IMMIGRATIONImmigrant Surge Helped Boost GOP States’ Population, and They May Gain U.S. House Seats as a Result

By Tim Henderson

Published 11 February 2026

The millions of immigrants who have crossed the border with Mexico since 2020 could change the balance of political power in Congress — but in a way likely to boost Republican states that emphasize border security, at the expense of more welcoming Democratic states.

The millions of immigrants who have crossed the border with Mexico since 2020 could change the balance of political power in Congress — but in a way likely to boost Republican states that emphasize border security, at the expense of more welcoming Democratic states.

That’s because many of the new immigrants joined state-to-state movers gravitating to the fast-growing conservative strongholds of Florida and Texas, boosting those states’ populations. California and New York also had large influxes from the border but ended up losing population anyway.

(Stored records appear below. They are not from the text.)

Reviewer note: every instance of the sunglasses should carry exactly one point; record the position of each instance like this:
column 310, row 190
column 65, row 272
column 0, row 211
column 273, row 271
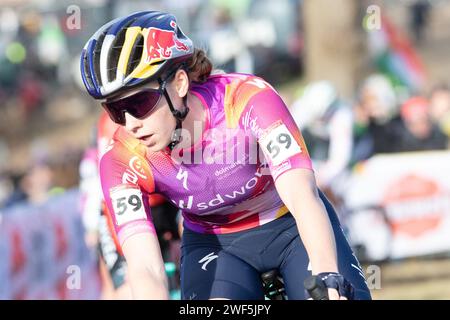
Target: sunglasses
column 139, row 105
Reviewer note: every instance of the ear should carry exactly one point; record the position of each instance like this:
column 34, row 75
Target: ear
column 181, row 82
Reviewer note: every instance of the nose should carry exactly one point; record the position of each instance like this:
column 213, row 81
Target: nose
column 132, row 124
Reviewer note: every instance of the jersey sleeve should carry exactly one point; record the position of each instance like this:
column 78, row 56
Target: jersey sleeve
column 127, row 185
column 258, row 108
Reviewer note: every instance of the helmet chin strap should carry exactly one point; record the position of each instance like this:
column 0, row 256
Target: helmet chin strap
column 179, row 116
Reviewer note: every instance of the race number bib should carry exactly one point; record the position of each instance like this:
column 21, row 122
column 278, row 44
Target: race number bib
column 279, row 145
column 128, row 205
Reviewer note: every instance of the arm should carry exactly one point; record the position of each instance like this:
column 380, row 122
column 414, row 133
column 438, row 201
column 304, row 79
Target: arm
column 129, row 208
column 146, row 271
column 312, row 219
column 291, row 168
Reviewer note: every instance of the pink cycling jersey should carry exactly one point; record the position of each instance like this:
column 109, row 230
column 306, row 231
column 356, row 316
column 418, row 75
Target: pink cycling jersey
column 229, row 189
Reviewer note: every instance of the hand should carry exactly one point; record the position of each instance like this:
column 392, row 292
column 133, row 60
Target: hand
column 333, row 294
column 328, row 286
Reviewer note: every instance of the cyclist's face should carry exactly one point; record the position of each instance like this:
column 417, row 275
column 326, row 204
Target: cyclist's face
column 155, row 130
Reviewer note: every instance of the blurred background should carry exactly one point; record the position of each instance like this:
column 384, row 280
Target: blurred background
column 366, row 81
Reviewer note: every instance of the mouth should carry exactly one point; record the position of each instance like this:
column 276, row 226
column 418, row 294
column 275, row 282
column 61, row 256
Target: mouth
column 145, row 139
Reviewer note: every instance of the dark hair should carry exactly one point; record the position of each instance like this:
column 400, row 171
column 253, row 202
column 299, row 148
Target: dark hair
column 199, row 66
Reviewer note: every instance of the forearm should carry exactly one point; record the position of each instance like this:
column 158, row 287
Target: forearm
column 146, row 285
column 316, row 232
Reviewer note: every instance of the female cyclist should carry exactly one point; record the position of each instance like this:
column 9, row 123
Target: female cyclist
column 191, row 136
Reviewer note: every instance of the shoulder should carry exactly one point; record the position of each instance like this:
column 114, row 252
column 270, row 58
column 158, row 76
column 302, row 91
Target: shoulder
column 125, row 162
column 242, row 92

The vastly different population changes threaten to scramble the Electoral College map.

California and other Democratic states lost immigration-related population gains when residents moved away during the COVID-19 pandemic or while seeking jobs and housing. Where did those state-to-state movers go? Florida and Texas, in large measure.

Republicans have long accused Democrats of encouraging immigration for their electoral benefit.

But the shift is likely to help Republican-leaning states in the next decade: The Constitution allocates congressional representation by population — including noncitizens. Every 10 years, the country counts its people and then shuffles the number of U.S. House seats given to each state.

In presidential elections, each state has the same number of electoral votes as it does congressional representatives.

Several experts contacted by Stateline agreed that after the next decennial census in 2030, California is likely to lose four seats in the U.S. House of Representatives. Texas is likely to gain four.

Adam Kincaid, president and executive director of the GOP-founded American Redistricting Project, said the changes could dramatically alter the Electoral College map, with the Midwest no longer a “blue wall” against Republican presidential victories if the region loses three seats, by his calculation.

On the plus side for Democrats, he said, immigration helped stem population losses in many blue states.

But it’s hard to predict the next five years, Kincaid said. Housing is expensive and hard to get in states such as California and New York, he noted, while also blaming Democratic “policies that drive where people want to live.”

“I don’t think anybody rationally expects Florida and Texas to grow as rapidly through the decade as they did during COVID,” Kincaid said. “We’ll all be wrong. These are only forecasts and things will change.”